Showhouses are not dwellings and attract business rates, appeal court rules
Showhouses in housing developments aer not "dwellings", although furnished as such, and are properly entered in the valuation roll until sold to residentiual purchasers, the Lands Valuation Appeal Court has ruled.
Lady Dorrian, the Lord Justice Clerk, Lord Malcolm and Lord Doherty refused an appeal by The Old Course Ltd, against a valuation appeal committee decision to confirm entries in the valuation roll for two apartments in the former Grand Hotel, St Andrews, used as showhouses while the building was being redeveloped as luxury apartments.
The appellants argued that each of the two apartments was a “dwelling” in terms of s 72(2) of the Local Government Finance Act 1992, and that they fell to be excluded from the valuation roll in terms of s 73(1). It was necessary to look at the physical characteristics of the subjects, and use was irrelevant. Unoccupied houses were still houses.

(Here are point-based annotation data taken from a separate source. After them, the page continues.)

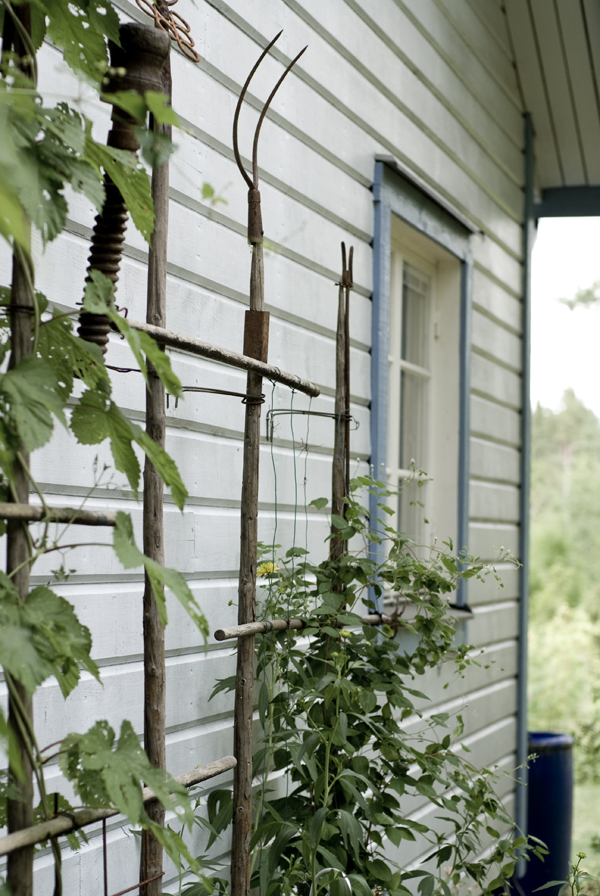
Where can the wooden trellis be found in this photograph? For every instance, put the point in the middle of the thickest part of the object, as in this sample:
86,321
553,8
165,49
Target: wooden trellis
145,51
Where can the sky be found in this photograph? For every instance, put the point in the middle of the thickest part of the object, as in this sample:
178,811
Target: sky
565,344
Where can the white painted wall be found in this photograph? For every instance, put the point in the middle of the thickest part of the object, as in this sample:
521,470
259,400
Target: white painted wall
431,82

Lord Doherty, delivering the opinion of the court, disagreed. "It is elementary that in characterising subjects for the purposes of valuation for rating it is proper to look not only to their physical circumstances but also to the use to which they are put", he said. "Subjects are valued in their actual state and according to their existing use".
Secion 72(2) did not provide that the only relevant consideration was to be the physical characteristics of the subjects, and the appellants’ suggested construction was not the natural and ordinary reading of the provision. Indeed it would produce absurd results. "Lands and heritages with the physical characteristics of a dwelling house but used only for another purpose or purposes (e.g. as a commercial office or store) would be a 'dwelling house', and therefore a 'dwelling'. In my view it is plain that it was no part of the statutory purpose that such subjects should be excluded from the valuation roll and entered in the valuation list."